Sebaliknya, kondisi fisik Nini Ati jauh lebih sehat daripada Aki. Dia masih bisa merawat Aki dan membuatkan air teh ketika saya datang berkunjung. Hanya saja, Nini sudah mulai pikun dan selalu mengulang-ngulang apa yang sudah diucapkannya sebelumnya. Hampir setiap 5 menit Nini Ati selalu bilang “Anak Nini (Bi Tati) menikah dengan anak Jendral (orang Australia/orang tuanya Jamie Aditya), tapi sekarang dia sudah gak ada”. Terus dan terus, ia mengulang ucapan ini. Terkadang sambil menunjukkan fotonya Bi Tati yang menikah dengan anak Jendral keturunan Australia ini. Bisa dilihat bagaimana Nini begitu kehilangan.
Pada tanggal awal Juli 2010, akhirnya saya berhasil menyelesaikan studi saya di ANU. Tapi tidak lama kemudian, saya mendapat berita sedih melalui milis Perhimpunan Pelajar Indonesia-Australia di Canberra (PPIA-Canbera), bahwa Aki Achdiat telah meninggal pada 8 Juli 2010 di Jindalee Nursing Home, Canberra karena serangan jantung. Aki wafat sebelum saya diwisuda. Saya merasakan kesedihan yang sangat mendalam. Ketika saya diwisuda dan dihadiri oleh Bapak dan kakak saya yang tinggal di Melbourne, kami langsung berziarah ke makam Aki.
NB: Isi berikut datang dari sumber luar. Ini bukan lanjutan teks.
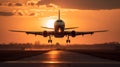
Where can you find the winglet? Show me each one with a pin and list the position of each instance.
(59, 14)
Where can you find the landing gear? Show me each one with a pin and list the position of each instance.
(68, 40)
(49, 41)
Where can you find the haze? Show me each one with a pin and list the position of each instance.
(86, 18)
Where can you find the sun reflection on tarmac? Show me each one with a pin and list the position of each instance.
(54, 56)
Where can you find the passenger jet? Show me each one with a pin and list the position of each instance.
(59, 31)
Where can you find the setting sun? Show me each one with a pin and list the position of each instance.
(50, 23)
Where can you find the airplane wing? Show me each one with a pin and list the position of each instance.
(35, 32)
(73, 33)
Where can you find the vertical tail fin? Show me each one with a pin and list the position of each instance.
(59, 14)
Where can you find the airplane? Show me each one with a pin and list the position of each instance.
(59, 31)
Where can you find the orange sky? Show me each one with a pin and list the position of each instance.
(86, 20)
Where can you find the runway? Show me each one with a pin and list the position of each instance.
(58, 58)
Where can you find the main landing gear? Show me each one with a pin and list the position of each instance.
(68, 40)
(50, 40)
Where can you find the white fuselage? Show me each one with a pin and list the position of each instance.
(59, 27)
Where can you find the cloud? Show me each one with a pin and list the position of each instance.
(6, 14)
(85, 4)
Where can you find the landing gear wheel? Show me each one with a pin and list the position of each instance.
(49, 41)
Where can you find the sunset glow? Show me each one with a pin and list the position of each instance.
(50, 23)
(31, 18)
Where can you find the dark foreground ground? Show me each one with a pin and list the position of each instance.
(101, 53)
(12, 55)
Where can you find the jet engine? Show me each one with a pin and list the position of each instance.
(73, 34)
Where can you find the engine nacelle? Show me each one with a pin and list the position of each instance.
(45, 33)
(73, 34)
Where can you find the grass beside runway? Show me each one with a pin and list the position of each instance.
(12, 55)
(105, 54)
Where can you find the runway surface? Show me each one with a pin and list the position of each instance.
(57, 58)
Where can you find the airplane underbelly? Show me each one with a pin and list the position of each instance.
(59, 35)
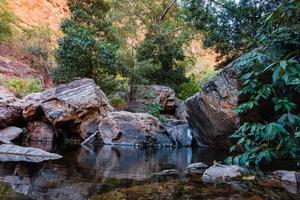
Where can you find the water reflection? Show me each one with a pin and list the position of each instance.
(84, 171)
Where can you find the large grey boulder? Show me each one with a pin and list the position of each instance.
(125, 128)
(69, 106)
(210, 112)
(222, 173)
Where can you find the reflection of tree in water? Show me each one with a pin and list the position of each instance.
(84, 171)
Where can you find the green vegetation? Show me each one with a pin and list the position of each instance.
(155, 110)
(7, 19)
(269, 40)
(229, 27)
(88, 48)
(38, 44)
(22, 86)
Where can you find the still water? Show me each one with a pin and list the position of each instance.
(116, 172)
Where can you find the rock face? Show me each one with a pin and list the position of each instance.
(222, 173)
(35, 12)
(69, 106)
(39, 131)
(10, 115)
(124, 128)
(210, 112)
(143, 96)
(10, 133)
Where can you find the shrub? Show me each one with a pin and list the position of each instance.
(188, 89)
(155, 110)
(6, 20)
(271, 87)
(22, 87)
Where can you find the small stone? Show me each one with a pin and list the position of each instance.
(10, 133)
(222, 173)
(199, 165)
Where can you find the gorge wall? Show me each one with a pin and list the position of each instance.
(46, 12)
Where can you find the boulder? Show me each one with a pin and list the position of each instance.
(210, 112)
(222, 173)
(180, 132)
(145, 95)
(69, 106)
(9, 134)
(125, 128)
(14, 153)
(6, 96)
(10, 115)
(288, 176)
(40, 131)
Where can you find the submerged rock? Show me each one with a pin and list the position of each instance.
(14, 153)
(9, 134)
(40, 131)
(125, 128)
(210, 112)
(222, 173)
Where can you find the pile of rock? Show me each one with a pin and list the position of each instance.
(80, 109)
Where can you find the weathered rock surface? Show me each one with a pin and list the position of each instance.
(179, 132)
(222, 173)
(40, 131)
(9, 152)
(210, 112)
(9, 133)
(69, 106)
(144, 96)
(6, 96)
(10, 115)
(124, 128)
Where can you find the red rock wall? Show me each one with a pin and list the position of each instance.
(46, 12)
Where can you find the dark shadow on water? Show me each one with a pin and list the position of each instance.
(85, 171)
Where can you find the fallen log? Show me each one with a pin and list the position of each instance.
(14, 153)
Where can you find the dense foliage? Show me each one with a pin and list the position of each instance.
(229, 26)
(6, 21)
(271, 90)
(88, 48)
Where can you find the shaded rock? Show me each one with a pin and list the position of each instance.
(89, 126)
(32, 107)
(68, 106)
(39, 131)
(14, 153)
(146, 95)
(10, 115)
(222, 173)
(197, 168)
(180, 110)
(199, 165)
(289, 176)
(6, 96)
(210, 112)
(124, 128)
(180, 132)
(9, 134)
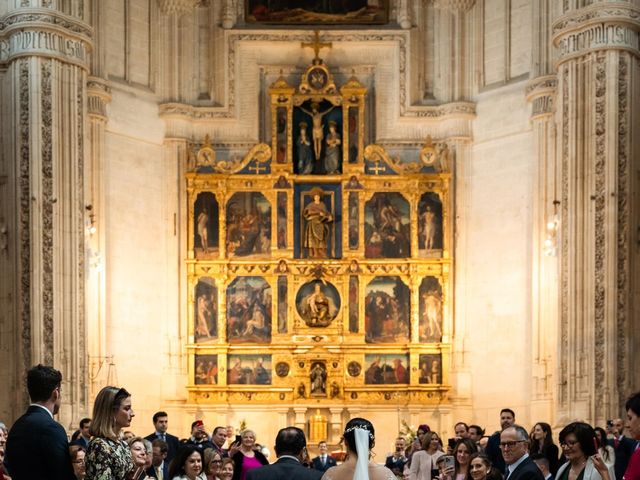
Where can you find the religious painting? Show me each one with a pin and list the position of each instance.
(317, 138)
(353, 135)
(205, 226)
(249, 370)
(317, 12)
(318, 303)
(318, 379)
(354, 224)
(430, 310)
(282, 304)
(206, 310)
(248, 224)
(318, 222)
(430, 233)
(206, 370)
(281, 219)
(249, 307)
(354, 303)
(281, 135)
(387, 307)
(386, 368)
(430, 369)
(387, 227)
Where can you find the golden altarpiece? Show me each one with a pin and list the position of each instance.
(318, 267)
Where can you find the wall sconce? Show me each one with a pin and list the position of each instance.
(91, 224)
(553, 224)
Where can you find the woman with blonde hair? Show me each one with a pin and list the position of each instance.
(108, 457)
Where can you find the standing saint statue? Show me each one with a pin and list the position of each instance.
(332, 153)
(318, 133)
(305, 156)
(316, 230)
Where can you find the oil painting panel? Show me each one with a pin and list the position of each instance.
(387, 227)
(387, 311)
(386, 369)
(206, 310)
(249, 369)
(249, 307)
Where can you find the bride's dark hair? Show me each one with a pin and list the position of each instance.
(350, 436)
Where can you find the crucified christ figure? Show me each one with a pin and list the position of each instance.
(317, 133)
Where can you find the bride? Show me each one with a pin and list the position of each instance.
(359, 437)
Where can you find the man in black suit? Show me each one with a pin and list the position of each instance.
(85, 436)
(37, 447)
(493, 450)
(161, 423)
(514, 443)
(623, 446)
(159, 466)
(291, 449)
(323, 462)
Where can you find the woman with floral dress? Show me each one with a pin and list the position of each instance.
(108, 457)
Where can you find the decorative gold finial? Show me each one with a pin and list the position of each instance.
(316, 45)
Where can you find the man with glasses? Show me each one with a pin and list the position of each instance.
(514, 444)
(493, 451)
(36, 435)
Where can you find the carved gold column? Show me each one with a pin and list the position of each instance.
(540, 93)
(45, 52)
(598, 97)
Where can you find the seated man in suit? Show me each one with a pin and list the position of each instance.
(159, 466)
(36, 435)
(291, 449)
(161, 424)
(323, 462)
(514, 443)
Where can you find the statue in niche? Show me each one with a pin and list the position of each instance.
(332, 153)
(305, 156)
(317, 225)
(318, 133)
(318, 377)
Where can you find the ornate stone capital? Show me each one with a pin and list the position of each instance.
(454, 5)
(45, 33)
(98, 96)
(541, 92)
(598, 27)
(177, 7)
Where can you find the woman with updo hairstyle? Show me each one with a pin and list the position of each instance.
(108, 457)
(583, 461)
(359, 438)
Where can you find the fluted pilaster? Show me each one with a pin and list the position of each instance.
(598, 97)
(46, 52)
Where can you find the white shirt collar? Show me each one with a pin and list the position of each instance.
(514, 465)
(42, 407)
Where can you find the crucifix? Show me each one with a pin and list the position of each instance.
(316, 45)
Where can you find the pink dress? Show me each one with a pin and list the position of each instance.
(249, 463)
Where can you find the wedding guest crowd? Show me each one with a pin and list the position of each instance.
(36, 447)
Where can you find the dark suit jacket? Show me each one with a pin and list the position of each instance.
(284, 469)
(151, 471)
(626, 447)
(37, 448)
(172, 442)
(527, 470)
(317, 463)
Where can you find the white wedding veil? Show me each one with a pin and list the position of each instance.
(362, 449)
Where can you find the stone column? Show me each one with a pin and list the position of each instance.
(597, 114)
(540, 93)
(45, 52)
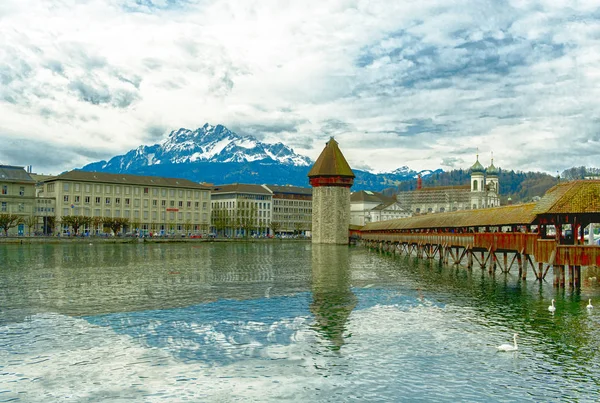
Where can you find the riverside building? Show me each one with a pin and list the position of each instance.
(241, 210)
(18, 197)
(483, 192)
(367, 207)
(292, 209)
(149, 203)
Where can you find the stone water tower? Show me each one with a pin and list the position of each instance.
(331, 179)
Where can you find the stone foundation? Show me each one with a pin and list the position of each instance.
(331, 215)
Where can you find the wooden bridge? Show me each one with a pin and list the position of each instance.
(543, 235)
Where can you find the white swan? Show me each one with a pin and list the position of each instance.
(509, 347)
(552, 308)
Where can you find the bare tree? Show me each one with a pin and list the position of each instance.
(8, 221)
(246, 217)
(275, 226)
(76, 222)
(31, 221)
(116, 223)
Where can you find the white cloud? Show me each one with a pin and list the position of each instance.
(406, 83)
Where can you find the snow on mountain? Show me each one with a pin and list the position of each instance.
(207, 144)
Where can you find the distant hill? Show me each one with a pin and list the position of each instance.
(214, 154)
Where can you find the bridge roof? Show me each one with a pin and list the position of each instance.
(519, 214)
(574, 197)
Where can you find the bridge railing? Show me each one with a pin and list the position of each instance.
(578, 255)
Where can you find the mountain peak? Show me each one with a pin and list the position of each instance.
(208, 144)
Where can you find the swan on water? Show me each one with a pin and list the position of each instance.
(509, 347)
(552, 308)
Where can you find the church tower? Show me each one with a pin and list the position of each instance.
(331, 179)
(477, 185)
(492, 185)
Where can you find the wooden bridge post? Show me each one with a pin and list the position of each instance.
(469, 259)
(571, 275)
(492, 266)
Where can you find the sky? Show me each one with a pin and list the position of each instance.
(425, 84)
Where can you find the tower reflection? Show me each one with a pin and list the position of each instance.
(333, 300)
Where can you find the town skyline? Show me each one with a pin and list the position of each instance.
(407, 84)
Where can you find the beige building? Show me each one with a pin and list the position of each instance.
(17, 195)
(483, 192)
(241, 210)
(367, 207)
(292, 209)
(151, 204)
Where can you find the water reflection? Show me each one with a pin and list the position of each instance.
(333, 300)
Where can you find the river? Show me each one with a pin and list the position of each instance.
(282, 322)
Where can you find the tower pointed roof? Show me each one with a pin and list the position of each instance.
(492, 170)
(477, 167)
(331, 162)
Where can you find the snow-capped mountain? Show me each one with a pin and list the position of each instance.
(217, 155)
(206, 144)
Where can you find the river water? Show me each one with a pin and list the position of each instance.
(282, 321)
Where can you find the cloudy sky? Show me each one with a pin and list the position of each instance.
(419, 83)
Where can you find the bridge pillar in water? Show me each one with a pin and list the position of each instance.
(331, 179)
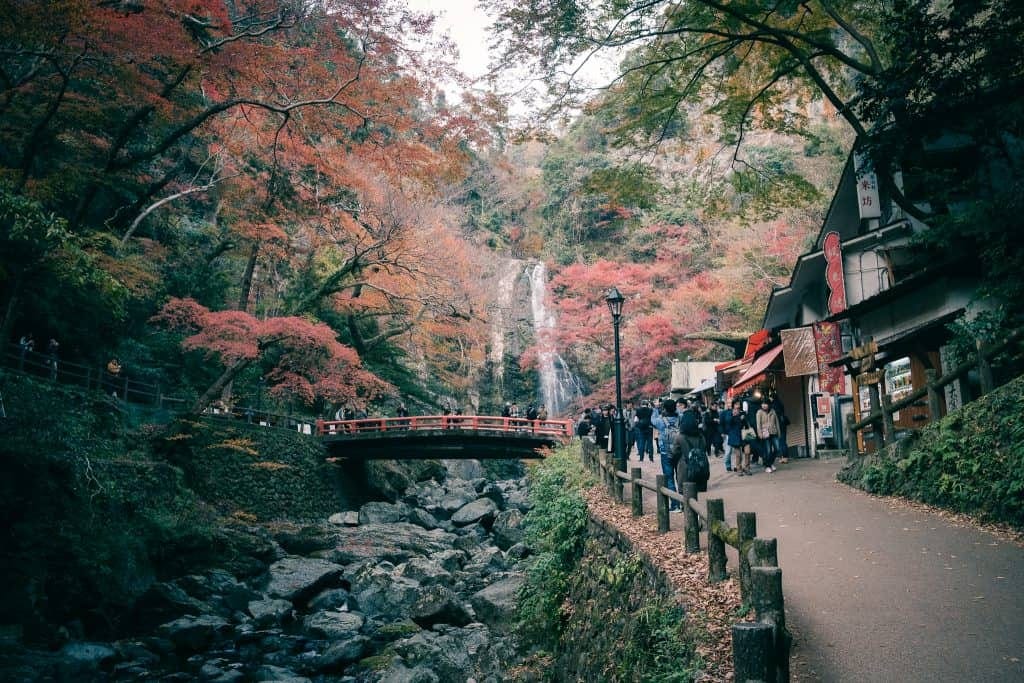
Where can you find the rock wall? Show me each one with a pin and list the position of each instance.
(261, 474)
(422, 589)
(625, 612)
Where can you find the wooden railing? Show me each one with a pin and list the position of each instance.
(932, 390)
(760, 648)
(555, 428)
(89, 378)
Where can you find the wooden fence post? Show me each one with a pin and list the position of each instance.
(747, 525)
(752, 651)
(767, 594)
(984, 371)
(663, 505)
(691, 523)
(765, 553)
(852, 445)
(716, 547)
(888, 428)
(934, 400)
(636, 491)
(876, 401)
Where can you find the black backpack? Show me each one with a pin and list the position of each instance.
(688, 424)
(697, 467)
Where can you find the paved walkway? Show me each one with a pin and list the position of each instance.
(876, 591)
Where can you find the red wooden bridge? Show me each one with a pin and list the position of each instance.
(431, 436)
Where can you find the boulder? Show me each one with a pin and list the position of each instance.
(518, 551)
(496, 604)
(335, 598)
(424, 570)
(164, 602)
(347, 518)
(333, 625)
(398, 673)
(450, 560)
(297, 579)
(395, 543)
(193, 634)
(270, 611)
(81, 660)
(279, 675)
(342, 652)
(423, 518)
(306, 540)
(507, 528)
(495, 493)
(437, 604)
(381, 513)
(464, 469)
(479, 511)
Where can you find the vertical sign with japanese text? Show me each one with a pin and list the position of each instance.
(834, 272)
(867, 187)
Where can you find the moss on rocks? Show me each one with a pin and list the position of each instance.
(971, 461)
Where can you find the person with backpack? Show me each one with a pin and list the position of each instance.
(666, 422)
(645, 431)
(768, 433)
(689, 456)
(629, 421)
(584, 427)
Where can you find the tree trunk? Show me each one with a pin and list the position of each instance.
(217, 387)
(247, 279)
(10, 312)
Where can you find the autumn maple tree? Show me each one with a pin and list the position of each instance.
(272, 158)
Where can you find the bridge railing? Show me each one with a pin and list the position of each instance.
(556, 428)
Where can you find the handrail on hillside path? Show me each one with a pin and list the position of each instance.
(760, 648)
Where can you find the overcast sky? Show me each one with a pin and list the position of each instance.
(467, 25)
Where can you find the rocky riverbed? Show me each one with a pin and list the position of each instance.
(419, 590)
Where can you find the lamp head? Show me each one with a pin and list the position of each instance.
(615, 300)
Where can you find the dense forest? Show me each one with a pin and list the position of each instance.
(239, 197)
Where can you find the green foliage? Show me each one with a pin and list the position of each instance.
(555, 528)
(971, 462)
(92, 518)
(592, 614)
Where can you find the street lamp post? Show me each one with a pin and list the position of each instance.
(615, 300)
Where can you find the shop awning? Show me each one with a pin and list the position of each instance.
(707, 385)
(757, 371)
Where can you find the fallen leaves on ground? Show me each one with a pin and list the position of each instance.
(1005, 532)
(712, 608)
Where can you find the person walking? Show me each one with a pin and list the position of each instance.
(666, 421)
(25, 346)
(630, 419)
(779, 409)
(768, 433)
(644, 431)
(52, 351)
(733, 423)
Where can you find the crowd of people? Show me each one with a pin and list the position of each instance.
(683, 433)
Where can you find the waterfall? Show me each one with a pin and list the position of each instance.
(559, 386)
(502, 319)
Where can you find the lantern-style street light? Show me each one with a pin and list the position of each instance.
(615, 300)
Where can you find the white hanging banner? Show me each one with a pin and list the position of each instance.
(867, 187)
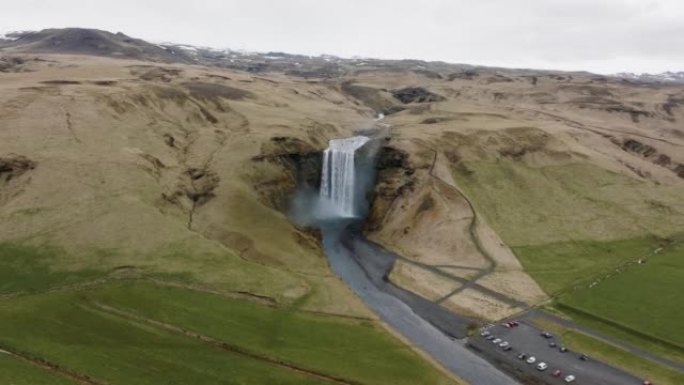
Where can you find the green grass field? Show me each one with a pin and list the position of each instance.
(14, 371)
(561, 265)
(645, 297)
(614, 355)
(67, 328)
(569, 202)
(30, 269)
(572, 223)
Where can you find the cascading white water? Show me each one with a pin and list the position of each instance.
(338, 189)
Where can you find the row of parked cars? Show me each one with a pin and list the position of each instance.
(541, 366)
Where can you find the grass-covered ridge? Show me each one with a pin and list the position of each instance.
(644, 297)
(561, 265)
(114, 334)
(535, 205)
(614, 355)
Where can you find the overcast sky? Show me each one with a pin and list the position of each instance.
(604, 36)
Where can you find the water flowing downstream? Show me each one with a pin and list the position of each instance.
(363, 266)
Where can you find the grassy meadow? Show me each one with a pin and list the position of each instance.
(113, 334)
(14, 371)
(574, 224)
(614, 355)
(645, 297)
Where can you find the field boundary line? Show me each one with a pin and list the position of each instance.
(620, 326)
(218, 343)
(50, 366)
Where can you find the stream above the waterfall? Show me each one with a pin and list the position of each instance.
(338, 210)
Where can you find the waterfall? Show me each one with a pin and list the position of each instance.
(338, 187)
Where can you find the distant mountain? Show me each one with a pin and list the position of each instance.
(89, 42)
(676, 77)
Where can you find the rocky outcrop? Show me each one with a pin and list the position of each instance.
(394, 178)
(376, 99)
(299, 164)
(14, 166)
(650, 153)
(12, 176)
(416, 95)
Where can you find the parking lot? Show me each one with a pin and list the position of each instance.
(527, 339)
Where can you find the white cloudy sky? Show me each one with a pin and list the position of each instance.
(603, 36)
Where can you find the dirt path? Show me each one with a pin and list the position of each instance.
(606, 338)
(51, 366)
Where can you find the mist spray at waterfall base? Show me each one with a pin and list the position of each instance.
(347, 175)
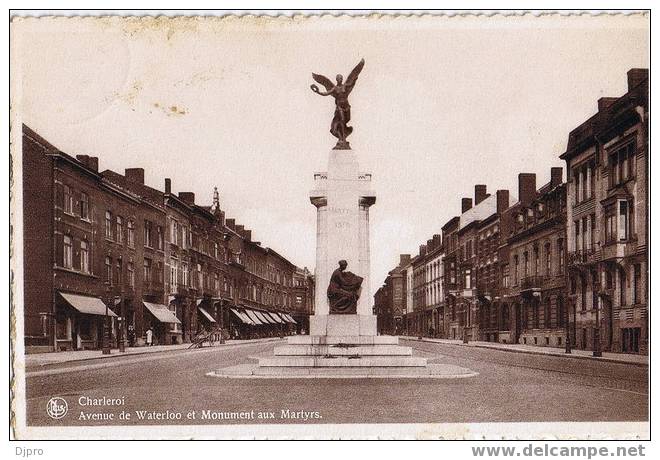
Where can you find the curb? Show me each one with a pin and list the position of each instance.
(532, 352)
(36, 367)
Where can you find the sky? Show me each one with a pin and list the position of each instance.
(442, 104)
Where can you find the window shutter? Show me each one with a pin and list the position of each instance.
(59, 249)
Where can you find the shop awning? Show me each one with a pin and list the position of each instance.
(162, 313)
(283, 317)
(264, 318)
(86, 304)
(206, 314)
(255, 319)
(276, 317)
(245, 319)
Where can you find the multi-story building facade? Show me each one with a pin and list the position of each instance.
(533, 310)
(606, 161)
(433, 306)
(488, 271)
(390, 300)
(475, 222)
(103, 248)
(453, 321)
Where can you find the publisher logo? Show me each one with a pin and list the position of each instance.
(57, 408)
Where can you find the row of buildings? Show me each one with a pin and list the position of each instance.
(101, 245)
(564, 261)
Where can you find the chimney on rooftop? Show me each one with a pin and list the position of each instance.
(526, 188)
(556, 176)
(187, 197)
(636, 76)
(135, 175)
(480, 194)
(502, 200)
(466, 204)
(605, 102)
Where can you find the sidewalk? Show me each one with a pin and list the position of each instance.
(624, 358)
(44, 359)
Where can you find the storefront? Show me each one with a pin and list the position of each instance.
(79, 321)
(164, 324)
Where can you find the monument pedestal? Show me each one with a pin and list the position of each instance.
(342, 345)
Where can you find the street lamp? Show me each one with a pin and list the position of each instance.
(105, 347)
(567, 319)
(120, 324)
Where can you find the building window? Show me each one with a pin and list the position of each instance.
(505, 276)
(68, 252)
(147, 234)
(108, 270)
(610, 223)
(184, 237)
(174, 269)
(161, 237)
(84, 257)
(622, 287)
(622, 164)
(516, 270)
(68, 200)
(537, 260)
(131, 274)
(595, 287)
(184, 274)
(637, 279)
(147, 271)
(174, 232)
(120, 230)
(130, 234)
(561, 312)
(84, 206)
(119, 270)
(592, 236)
(108, 225)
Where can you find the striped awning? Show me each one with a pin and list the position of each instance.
(253, 316)
(245, 319)
(206, 314)
(87, 305)
(162, 313)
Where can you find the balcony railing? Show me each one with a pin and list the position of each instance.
(584, 256)
(531, 283)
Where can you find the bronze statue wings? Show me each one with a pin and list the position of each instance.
(352, 77)
(350, 81)
(325, 81)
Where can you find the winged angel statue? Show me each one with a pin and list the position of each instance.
(340, 91)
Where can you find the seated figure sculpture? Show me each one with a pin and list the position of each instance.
(344, 290)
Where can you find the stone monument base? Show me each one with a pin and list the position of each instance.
(342, 356)
(342, 325)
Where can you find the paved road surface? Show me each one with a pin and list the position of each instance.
(510, 387)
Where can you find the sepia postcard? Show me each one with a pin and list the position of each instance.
(330, 226)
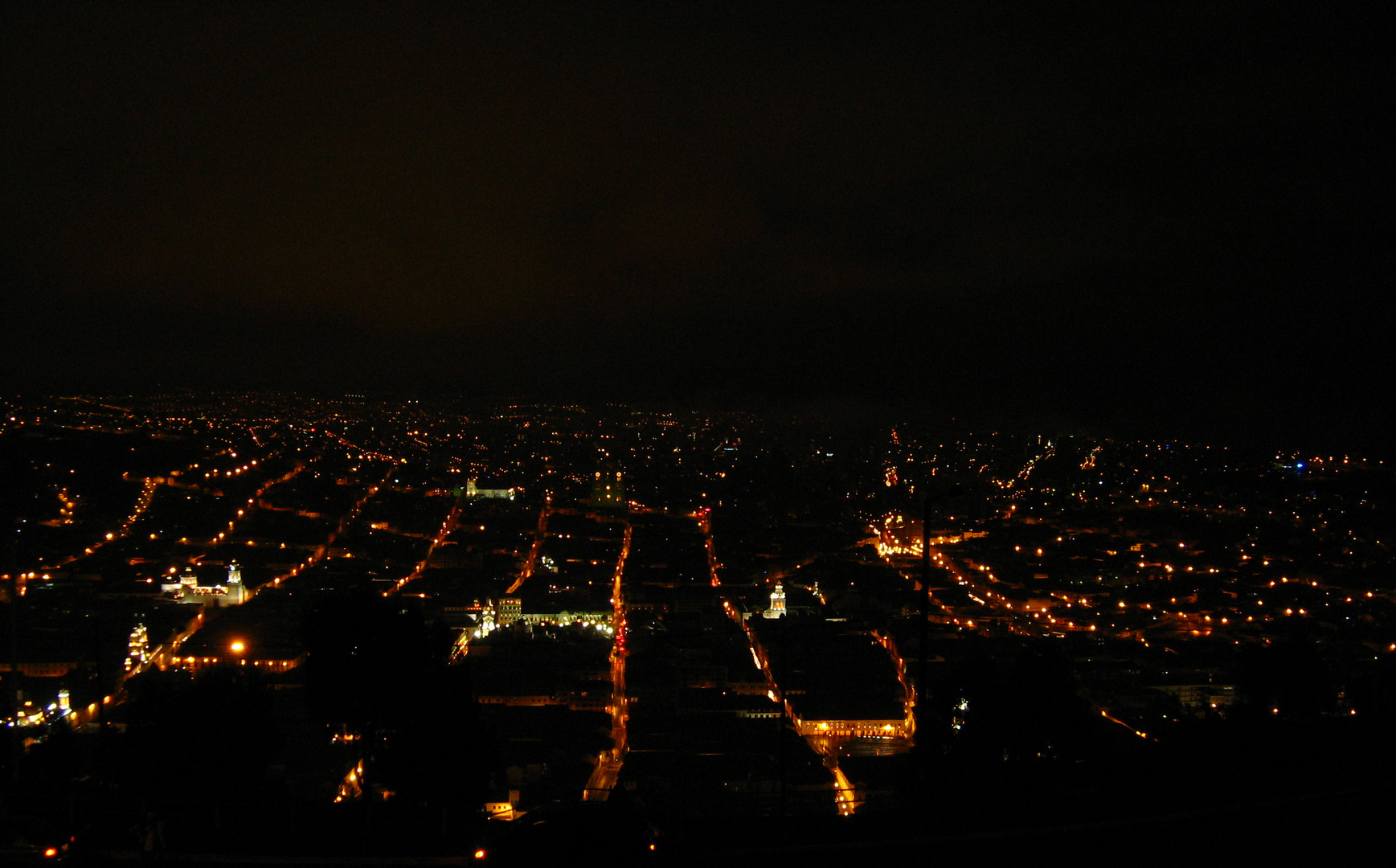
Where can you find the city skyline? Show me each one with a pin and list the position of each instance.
(1145, 221)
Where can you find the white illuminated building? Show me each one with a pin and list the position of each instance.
(776, 608)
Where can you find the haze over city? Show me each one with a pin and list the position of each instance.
(448, 434)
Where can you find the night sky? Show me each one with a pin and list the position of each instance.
(1113, 217)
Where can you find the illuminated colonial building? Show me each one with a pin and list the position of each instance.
(776, 603)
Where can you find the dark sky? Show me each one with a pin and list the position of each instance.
(1102, 215)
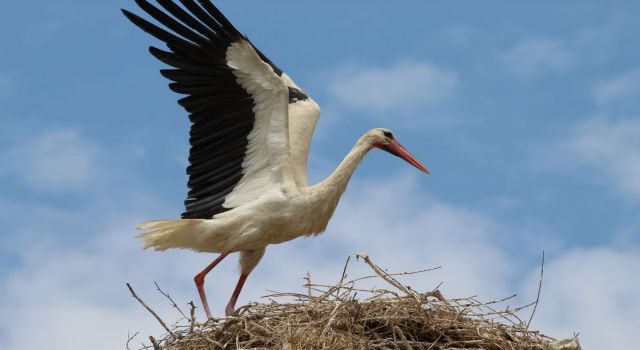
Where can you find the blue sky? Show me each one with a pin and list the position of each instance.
(527, 114)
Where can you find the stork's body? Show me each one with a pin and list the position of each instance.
(250, 136)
Ketika disana, saya masih tidak percaya bahwa Aki yang selalu senang bercanda tawa, dan berbagi obrolan intelektual kini terbujur kaku didalam kuburan dengan taburan bunga diatas kuburannya. Sesekali saya mengusap air mata saya, dan teringat pesan-pesan dan nasihat yang pernah disampaikannya ketika saya terakhir bertemu dengannya.
Hingga sekarang, saya tetap mengingat Aki sebagai sesosok api yang tak pernah padam hingga akhirhayatnya. Selain meninggalkan Bi Tati di Jindalee Nursing Home dan beberapa anak dan cucu cicitnya, Aki meninggalkan beberapa karya yang akan selalu hidup di kalangan pecinta sastra, antara lain Polemik Kebudayaan (1948), Atheis (1949), Bentrokan dalam Asrama (drama, 1952), Keluarga Raden Sastra (1954), Pakaian dan Kepalsuan (1956), Keretakan dan Ketegangan (kumpulan cerpen, 1956), Kesan dan Kenangan (1960), Debu Cinta Bertaburan (Novel, Singapura, 1973), Belitan Nasib (kumpulan cerpen, 1975), Pembunuhan dan Anjing Hitam (kumpulan cerpen, 1975), Pak Dullah in Extrimis (drama, 1977), Si Kabayan, Manusia Lucu (1996), Si Kabayan Nongol di Zaman Jepang, dan Manifesto Khalifatullah (novel, 2006).
Orang Bandung aseli yang gemar mendengar dan bermain musik, membaca dan hunting buku, menonton dan mengoleksi gambar bergerak. Kini sedang menimba ilmu di Ostrali.
harusnya ada gelar pahlawan sastra nasional yah 🙂
like….
Sedih. Jadi ingat eyang kakung saya yang juga masih punya semangat yang tinggi di usia 84 dan baru saja lulus S2 cumlaud. Kami ketemunya cuma lebaran saja 🙁
By the way, jadi anda pun dari kecil tidak mengenal Jamie Aditya (I am one of his fans 🙂 ) secara langsung yang ternyata sepupu anda sendiri? Hmmm.. So unique ya. Tetapi benar juga, buah itu jatuh tidak jauh dari pohonya. Keluarga anda termasuk orang2 yg talented. Nice!! 🙂
Salam kenal ?
Kita berarti saudara. Saya juga sedih ketika Aki meninggal. Tapi bersyukur sekali karena sempat membuat buku dengan Aki sebelum wafat. Memang semangat Akintidak pernah padam. Nuhun untuk tulisannya ya?